How can I efficiently execute multiple C++ benchmarking algorithms using Windows cmd

I'm currently working on benchmarking algorithms in C++ on a Windows environment and seeking advice on best practices for conducting accurate performance evaluations.

My setup involves using Windows cmd to compile and run executable files for benchmarking, where each executable represents a the same algorithm but with different parameters. However, I'm concerned about potential inaccuracies that may arise from running multiple cmd instances simultaneously to execute different benchmarks concurrently.

Here are specific points I'd like guidance on:

I'm feeling fatigued from the sequential nature of running benchmarks one after another and waiting for each to complete before launching the next. Considering that each benchmarking process utilizes approximately 15% of the CPU, I'm contemplating running multiple benchmarks simultaneously across multiple cmd instances. This approach would help expedite the benchmarking process and make more efficient use of system resources.

I would appreciate insights and recommendations from experienced programmers who have expertise in benchmarking algorithms in C++ on Windows platforms. Thank you in advance for your assistance.

Solution

There's a lot of ways this can make your benchmark numbers more noisy and less repeatable. If wouldn't recommend it unless you know exactly what you're doing and what kind of workloads you're benchmarking, and/or if you want a rough approximation of per-thread performance on a busy system.
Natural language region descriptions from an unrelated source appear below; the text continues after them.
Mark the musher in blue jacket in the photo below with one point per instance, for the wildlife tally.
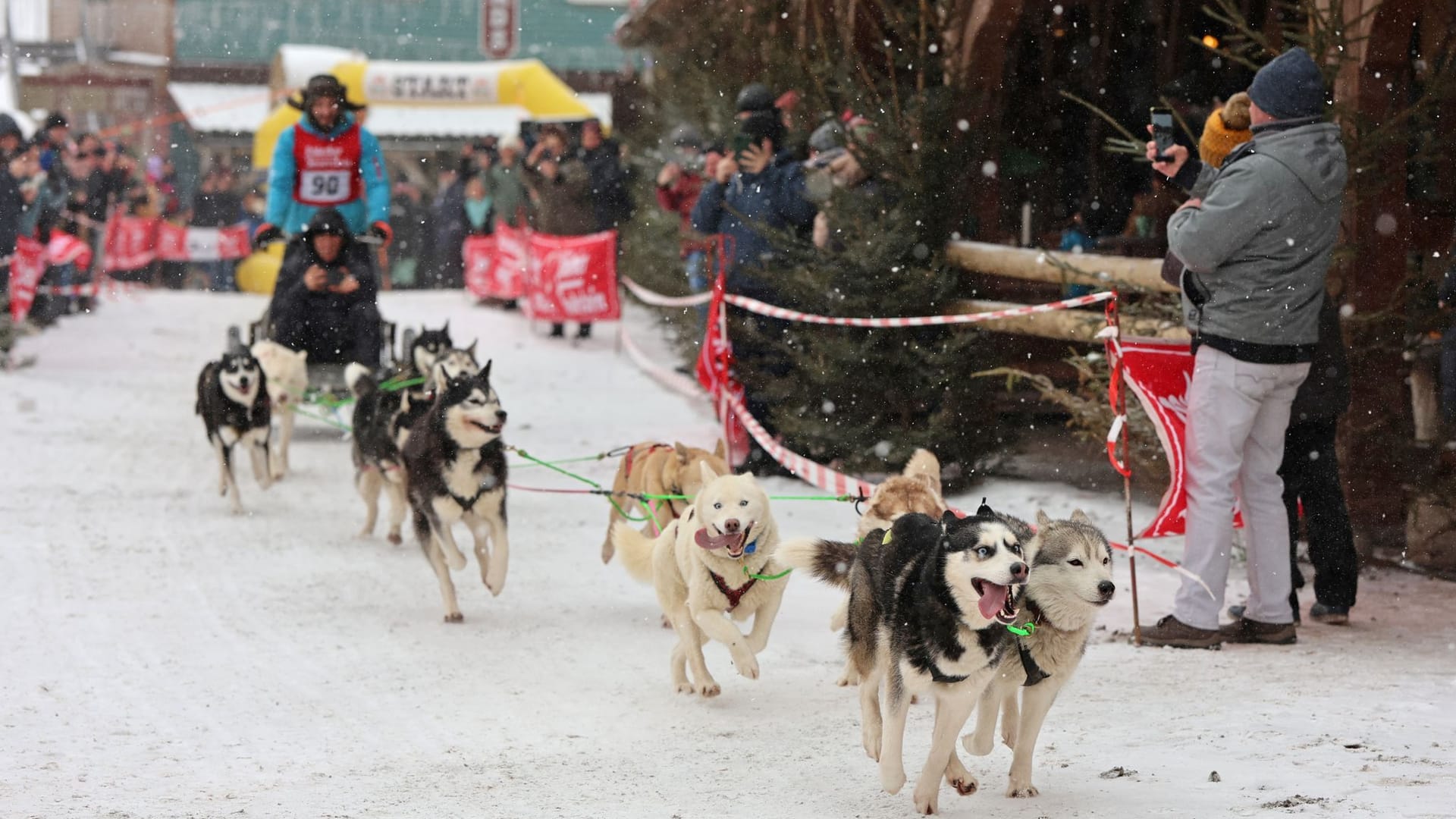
(328, 159)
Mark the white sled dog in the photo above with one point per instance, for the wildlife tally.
(1069, 583)
(715, 560)
(287, 373)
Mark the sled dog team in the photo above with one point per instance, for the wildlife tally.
(965, 613)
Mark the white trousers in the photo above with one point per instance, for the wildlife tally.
(1237, 417)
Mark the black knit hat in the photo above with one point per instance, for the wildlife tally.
(1291, 86)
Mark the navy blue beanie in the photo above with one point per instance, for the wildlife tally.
(1291, 86)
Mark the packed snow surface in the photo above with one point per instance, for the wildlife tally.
(164, 657)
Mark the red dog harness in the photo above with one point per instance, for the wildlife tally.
(734, 595)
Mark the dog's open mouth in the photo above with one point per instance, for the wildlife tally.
(733, 542)
(996, 601)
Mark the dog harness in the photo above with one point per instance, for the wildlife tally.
(481, 490)
(1028, 664)
(734, 595)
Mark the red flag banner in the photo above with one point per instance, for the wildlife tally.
(715, 373)
(573, 278)
(131, 242)
(27, 268)
(178, 243)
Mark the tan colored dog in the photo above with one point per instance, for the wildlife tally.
(715, 560)
(915, 488)
(660, 469)
(287, 373)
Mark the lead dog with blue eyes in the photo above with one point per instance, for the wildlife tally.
(929, 602)
(714, 563)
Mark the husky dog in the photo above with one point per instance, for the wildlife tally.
(456, 466)
(425, 349)
(660, 469)
(1071, 582)
(232, 398)
(715, 560)
(287, 373)
(916, 488)
(382, 422)
(929, 602)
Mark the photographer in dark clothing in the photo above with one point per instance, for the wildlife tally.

If any of your code has significant L2 cache misses (i.e. cache footprint greater than about 256K to 1 MiB or so depending on your CPU), they'll compete with each other for L3 cache space and DRAM bandwidth. (L3 bandwidth scales pretty well with multiple readers/writers, but DRAM doesn't on typical destkop/laptop CPUs; a single core can nearly saturate the memory controllers).

Benchmarking on an otherwise-idle system is much easier to make consistent and repeatable, but may or may not be representative of conditions in a real multi-threaded program.

If you do want to benchmark your code when there's competition for shared resources from other cores, it would probably be best to write a simple load-generator that e.g. loops over a large or medium-sized array at a certain speed to generate some amount of L3 and/or DRAM traffic. (Or NT stores like _mm_stream_si128 to just generate DRAM traffic without an L3 cache footprint.) This should be much more consistent than having each benchmark compete for resources against whatever the current version of whatever other code your script happens to be benchmarking at the same time.

See also Idiomatic way of performance evaluation? for other microbenchmarking gotchas, like CPU frequency warm-up, and touching memory first to avoid page-faults in the timed region. (Or making the repeat loop long enough to amortize any startup work if you want to just time or profile the whole executable, like with Linux perf stat to measure things other than time, like branch mispredicts and cache misses.)

Speaking of CPU frequency, most CPUs can boost the CPU clock higher (turbo) when only one or two cores are active vs. when most of them are. Boost clocks can also depend on overall thermal and power limits, so laptops might be especially sensitive to this. Counting core clock cycles instead of time can be useful for code that doesn't sleep or wait on I/O, but Windows doesn't make that easy. (Unlike on Linux where perf is available, except in a VM.)

Also, if your CPU has SMT (e.g. Hyperthreading) with multiple logical cores per physical core, Windows might end up scheduling multiple tasks on sibling cores so they're competing for execution resources inside the CPU. (Especially if you run more tasks than physical cores, but even without that Window's scheduler bounces threads around a lot, last I heard).

Depending on the task, sharing a physical core could make them run close to half speed. (Hopefully not that bad most of the time, if their bottlenecks include instruction latency, branch mispredicts, and maybe cache miss latency, rather than instruction throughput or memory bandwidth. Depending on the workload you're sharing a core with, there might be a lot more than half the front-end bandwidth available, or there might not, so it depends even more on the nature of the workload.) If some runs have two tasks sharing a physical core and some don't, the benchmark numbers will be wildly different. If you want to test SMT-friendliness between two tasks, pin them to sibling cores to benchmark them together intentionally.

On hybrid CPUs like Intel Alder Lake or Apple M1 with a mix of Performance and Efficiency cores, running more tasks than you have P cores will lead to some being scheduled to slower E cores. For consistent benchmarking you probably want to pin single-threaded tasks to either a P core or an E core to see how it performs separately on each of those. (Also, Intel E-cores share a big L2 between a cluster of 4 E-cores, with only the L1 caches being fully private. https://chipsandcheese.com/2021/12/21/gracemont-revenge-of-the-atom-cores/)

With just one task running, it should quickly end up on a P-core at max turbo even if you don't do anything special. (Assuming it doesn't sleep or wait for I/O.)